With so many pressures on students in today’s world, there is often a desire from students for “the right answer” as well as an impatience for that answer to come quickly. However, neither learning nor making art are quick things with one right answer. As art educators, we all want our students to embrace a growth mindset, to think critically, problem solve, grapple with big ideas, and learn to take creative risks. We want to foster our students’ creativity and deepen their learning. We want them to embrace the process and learn from their mistakes. These life lessons learned in the art classroom go beyond the classroom walls. However, a growth mindset, life-long learning, and artmaking don’t happen automatically. They require intentionality from us, the educators.

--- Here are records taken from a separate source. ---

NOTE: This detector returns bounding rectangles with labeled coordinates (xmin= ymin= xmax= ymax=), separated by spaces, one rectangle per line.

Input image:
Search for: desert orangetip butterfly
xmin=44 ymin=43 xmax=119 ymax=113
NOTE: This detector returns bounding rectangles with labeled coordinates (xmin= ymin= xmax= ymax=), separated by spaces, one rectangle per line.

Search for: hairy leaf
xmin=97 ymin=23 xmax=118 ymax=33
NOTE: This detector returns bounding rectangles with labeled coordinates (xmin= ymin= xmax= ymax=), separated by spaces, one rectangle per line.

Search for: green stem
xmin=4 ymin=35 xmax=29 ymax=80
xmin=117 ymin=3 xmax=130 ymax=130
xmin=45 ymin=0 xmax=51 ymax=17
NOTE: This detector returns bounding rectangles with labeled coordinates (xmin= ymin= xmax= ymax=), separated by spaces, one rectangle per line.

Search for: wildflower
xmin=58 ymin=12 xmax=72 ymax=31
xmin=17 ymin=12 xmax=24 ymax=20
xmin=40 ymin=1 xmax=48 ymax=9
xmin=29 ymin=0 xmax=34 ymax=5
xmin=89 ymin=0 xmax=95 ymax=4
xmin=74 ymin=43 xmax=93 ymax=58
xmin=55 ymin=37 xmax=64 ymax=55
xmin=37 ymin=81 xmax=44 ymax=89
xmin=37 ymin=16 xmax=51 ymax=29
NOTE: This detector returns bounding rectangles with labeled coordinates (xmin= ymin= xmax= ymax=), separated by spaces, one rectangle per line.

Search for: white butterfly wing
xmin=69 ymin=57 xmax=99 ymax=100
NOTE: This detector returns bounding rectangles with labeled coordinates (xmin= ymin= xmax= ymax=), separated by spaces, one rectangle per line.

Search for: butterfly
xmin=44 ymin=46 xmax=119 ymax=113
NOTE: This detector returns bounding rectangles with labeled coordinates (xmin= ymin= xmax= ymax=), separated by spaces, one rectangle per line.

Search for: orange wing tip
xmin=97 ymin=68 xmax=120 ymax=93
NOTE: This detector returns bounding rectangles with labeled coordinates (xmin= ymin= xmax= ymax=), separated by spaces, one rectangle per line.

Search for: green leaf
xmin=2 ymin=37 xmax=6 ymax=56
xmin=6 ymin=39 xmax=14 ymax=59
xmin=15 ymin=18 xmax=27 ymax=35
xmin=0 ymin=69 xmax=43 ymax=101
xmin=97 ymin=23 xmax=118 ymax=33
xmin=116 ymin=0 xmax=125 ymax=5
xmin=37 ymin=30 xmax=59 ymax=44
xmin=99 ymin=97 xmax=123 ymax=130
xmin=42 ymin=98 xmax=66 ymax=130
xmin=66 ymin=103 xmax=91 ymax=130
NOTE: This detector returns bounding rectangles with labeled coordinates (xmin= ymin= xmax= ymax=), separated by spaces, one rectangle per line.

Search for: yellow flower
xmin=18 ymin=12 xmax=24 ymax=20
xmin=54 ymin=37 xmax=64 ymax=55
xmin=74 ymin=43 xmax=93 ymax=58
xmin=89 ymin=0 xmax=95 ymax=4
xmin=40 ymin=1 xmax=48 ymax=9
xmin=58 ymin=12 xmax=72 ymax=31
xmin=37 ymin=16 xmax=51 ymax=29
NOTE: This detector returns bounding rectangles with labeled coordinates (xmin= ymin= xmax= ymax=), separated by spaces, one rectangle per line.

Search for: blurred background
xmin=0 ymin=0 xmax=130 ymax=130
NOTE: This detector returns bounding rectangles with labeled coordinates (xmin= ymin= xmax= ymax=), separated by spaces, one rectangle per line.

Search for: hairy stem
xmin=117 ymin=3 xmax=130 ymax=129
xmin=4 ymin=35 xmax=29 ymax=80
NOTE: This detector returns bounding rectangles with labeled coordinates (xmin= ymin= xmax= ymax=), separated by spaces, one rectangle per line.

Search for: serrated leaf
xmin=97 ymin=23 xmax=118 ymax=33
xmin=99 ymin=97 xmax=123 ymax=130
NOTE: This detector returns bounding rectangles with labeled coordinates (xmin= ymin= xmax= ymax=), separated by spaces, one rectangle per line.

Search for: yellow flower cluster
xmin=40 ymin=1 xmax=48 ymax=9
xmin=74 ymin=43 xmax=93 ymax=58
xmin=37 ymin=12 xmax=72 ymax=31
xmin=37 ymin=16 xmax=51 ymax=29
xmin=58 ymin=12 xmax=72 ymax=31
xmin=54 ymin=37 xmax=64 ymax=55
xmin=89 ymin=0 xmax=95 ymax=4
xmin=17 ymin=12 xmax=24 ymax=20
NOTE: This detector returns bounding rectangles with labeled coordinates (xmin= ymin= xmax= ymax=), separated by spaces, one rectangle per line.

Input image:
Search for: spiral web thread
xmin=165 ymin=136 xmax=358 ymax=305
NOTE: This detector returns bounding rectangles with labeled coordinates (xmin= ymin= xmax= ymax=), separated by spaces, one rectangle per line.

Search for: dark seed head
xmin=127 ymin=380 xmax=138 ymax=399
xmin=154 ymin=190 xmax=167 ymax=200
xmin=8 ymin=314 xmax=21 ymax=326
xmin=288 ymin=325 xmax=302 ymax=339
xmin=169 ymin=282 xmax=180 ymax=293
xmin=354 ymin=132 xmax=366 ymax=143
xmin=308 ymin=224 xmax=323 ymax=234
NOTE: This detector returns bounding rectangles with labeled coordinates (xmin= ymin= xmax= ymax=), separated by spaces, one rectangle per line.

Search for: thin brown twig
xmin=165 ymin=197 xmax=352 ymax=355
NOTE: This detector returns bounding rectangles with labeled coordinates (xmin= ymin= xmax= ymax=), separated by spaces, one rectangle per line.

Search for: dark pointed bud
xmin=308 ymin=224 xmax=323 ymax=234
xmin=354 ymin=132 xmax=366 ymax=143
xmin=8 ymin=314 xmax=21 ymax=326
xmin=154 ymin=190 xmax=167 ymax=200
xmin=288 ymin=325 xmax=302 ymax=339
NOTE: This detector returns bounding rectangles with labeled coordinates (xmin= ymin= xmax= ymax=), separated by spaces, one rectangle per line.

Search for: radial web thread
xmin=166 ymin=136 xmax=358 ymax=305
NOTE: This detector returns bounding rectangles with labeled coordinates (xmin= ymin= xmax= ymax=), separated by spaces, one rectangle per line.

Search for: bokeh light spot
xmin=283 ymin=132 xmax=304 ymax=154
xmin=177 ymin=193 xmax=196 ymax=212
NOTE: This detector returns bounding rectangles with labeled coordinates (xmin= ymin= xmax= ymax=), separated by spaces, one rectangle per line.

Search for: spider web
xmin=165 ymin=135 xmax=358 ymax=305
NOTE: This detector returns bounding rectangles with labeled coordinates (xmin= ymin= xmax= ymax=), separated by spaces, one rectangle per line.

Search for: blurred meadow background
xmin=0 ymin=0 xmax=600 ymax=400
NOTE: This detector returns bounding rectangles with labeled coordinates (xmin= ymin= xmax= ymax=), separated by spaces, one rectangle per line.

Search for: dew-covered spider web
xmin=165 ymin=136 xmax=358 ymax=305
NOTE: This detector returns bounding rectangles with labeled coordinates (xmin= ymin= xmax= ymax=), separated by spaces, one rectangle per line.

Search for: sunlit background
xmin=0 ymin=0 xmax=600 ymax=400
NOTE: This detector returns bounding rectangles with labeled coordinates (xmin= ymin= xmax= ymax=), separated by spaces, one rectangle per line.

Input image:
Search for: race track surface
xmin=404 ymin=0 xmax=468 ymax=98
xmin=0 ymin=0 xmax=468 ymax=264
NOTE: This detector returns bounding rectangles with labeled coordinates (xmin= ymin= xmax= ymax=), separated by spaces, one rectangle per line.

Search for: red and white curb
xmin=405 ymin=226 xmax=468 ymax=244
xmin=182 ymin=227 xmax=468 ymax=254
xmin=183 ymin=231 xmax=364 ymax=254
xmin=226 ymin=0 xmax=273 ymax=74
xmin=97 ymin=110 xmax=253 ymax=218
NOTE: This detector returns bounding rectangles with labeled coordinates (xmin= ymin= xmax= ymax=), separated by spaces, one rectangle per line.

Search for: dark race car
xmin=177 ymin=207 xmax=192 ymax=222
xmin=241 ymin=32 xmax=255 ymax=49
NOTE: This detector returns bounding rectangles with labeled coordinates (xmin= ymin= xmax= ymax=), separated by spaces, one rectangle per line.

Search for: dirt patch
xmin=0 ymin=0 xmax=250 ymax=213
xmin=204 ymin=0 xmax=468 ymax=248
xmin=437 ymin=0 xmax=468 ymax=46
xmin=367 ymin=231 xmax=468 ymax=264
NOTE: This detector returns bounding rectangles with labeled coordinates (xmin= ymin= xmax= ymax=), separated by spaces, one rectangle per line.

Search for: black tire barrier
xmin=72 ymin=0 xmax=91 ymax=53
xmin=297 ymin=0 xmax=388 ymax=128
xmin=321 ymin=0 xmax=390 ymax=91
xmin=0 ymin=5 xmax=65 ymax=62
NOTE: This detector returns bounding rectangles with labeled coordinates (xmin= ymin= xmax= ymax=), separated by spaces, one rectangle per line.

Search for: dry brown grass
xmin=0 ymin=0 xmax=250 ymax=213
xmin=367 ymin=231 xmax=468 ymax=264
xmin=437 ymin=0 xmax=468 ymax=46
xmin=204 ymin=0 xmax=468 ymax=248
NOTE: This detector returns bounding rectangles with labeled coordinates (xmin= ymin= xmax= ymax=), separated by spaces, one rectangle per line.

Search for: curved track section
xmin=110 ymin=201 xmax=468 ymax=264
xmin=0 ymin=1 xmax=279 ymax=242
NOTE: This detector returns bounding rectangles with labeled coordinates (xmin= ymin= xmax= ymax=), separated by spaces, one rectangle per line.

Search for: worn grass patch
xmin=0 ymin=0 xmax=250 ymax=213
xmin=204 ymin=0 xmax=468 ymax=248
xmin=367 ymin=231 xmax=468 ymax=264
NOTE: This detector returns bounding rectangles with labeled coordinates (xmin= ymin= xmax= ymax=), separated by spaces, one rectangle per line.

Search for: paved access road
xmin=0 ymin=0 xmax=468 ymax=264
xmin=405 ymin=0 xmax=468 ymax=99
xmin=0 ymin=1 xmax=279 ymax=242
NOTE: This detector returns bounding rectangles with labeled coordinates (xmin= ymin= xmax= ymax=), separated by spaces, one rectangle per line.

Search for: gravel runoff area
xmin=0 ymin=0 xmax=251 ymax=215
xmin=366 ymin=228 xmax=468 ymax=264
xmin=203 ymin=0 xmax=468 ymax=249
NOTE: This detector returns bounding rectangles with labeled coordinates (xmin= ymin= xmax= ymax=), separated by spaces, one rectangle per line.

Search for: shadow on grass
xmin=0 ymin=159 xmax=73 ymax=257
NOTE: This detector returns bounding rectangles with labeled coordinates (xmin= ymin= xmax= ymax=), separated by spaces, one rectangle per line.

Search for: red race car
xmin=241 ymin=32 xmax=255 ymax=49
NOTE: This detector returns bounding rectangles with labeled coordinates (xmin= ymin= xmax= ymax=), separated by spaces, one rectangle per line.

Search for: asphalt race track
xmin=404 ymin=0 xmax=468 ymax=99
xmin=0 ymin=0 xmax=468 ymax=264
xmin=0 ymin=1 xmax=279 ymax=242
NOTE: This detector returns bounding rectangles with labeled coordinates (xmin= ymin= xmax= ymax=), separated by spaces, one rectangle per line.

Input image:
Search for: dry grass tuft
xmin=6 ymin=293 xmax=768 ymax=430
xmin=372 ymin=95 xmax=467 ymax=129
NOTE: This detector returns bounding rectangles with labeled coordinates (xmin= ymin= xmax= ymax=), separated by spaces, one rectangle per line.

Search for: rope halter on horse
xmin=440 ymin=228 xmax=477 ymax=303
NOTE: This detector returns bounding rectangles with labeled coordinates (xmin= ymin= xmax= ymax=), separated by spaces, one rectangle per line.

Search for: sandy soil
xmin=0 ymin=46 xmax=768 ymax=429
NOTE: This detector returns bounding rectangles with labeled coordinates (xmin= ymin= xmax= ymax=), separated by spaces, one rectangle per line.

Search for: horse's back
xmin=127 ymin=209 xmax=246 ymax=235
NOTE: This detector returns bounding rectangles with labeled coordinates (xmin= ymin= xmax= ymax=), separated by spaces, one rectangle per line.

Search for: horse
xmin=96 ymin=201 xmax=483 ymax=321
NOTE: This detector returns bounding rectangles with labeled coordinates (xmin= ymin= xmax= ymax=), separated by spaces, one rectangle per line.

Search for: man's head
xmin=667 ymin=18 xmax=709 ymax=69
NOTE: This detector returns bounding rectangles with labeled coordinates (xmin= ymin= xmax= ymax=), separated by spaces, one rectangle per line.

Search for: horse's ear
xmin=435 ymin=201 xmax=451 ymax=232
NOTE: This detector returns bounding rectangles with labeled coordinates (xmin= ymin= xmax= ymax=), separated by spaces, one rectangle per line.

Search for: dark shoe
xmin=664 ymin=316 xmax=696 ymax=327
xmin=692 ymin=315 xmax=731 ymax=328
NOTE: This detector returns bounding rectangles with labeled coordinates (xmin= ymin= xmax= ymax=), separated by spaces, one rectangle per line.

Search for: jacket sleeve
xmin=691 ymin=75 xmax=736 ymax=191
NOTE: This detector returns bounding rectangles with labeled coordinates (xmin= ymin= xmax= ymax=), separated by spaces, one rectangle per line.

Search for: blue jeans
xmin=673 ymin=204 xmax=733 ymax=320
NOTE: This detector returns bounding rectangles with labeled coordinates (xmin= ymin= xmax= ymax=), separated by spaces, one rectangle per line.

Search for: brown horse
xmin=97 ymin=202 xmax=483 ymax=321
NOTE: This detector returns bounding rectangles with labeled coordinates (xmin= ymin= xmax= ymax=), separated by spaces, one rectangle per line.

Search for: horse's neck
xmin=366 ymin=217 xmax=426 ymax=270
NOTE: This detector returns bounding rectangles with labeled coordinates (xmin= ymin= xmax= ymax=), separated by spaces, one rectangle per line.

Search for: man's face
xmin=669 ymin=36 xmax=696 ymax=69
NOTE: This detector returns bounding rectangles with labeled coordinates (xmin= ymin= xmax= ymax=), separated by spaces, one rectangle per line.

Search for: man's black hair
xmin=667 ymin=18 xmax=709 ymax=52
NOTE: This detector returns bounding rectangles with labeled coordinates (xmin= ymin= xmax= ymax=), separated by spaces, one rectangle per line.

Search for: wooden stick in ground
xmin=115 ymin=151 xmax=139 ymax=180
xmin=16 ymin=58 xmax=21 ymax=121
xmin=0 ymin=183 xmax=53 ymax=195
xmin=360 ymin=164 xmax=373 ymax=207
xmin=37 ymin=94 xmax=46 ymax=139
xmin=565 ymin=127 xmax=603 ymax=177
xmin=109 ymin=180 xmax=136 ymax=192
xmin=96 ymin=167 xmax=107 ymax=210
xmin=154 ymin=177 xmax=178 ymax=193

This intentionality involves our classroom environment, curriculum, and the relationships we build. In the safety of an intentionally crafted creative space, students and teachers can learn alongside one another and engage in meaningful artmaking. A strong, positive classroom management system that includes rules, clear consequences, and routines for materials sets the tone and creates a predictable space. In my classroom, we were an art class team. Everything from the way the rules were worded to how we passed out supplies supported a collaborative effort and team mindset.
Establishing the tone of your space from the very beginning is important. For the first two rotations of each school year, we focused on our art class team and how our team would operate. There was the crucial unpacking of the rules, the tour of the art room, creation of visual verbal journals, and assigning of the seats, all culminating with the Can’t Funeral. With the initial seeds for a positive tone for our classroom planted, we moved forward into the school year learning from artists who embody the philosophies of the Can’t Funeral. We explored perseverance through the work of Yayoi Kusama, taking creative risks through Allan McCollum’s installations, and letting go of perfection with El Anatsui’s changeable sculptures. These and other artists remind us to focus on the “yet.” It’s okay to be frustrated or find something difficult, because we all face obstacles. It’s okay to explore new ideas, because we can find creative solutions to overcome those obstacles. It’s okay if those ideas are unsuccessful, because we’re learning through the process.
Through the intentionality of the classroom environment, teaching curricula, and team mindset, in our classroom “can’t” almost became a taboo word. It represented the fixed mindsets we worked to reframe, and students would remind one another to avoid it. Each year, even if they had previously participated in the Can’t Funeral, they excitedly engaged in destroying their “can’ts,” pursuing their “yet,” and continuing their journey as an artist.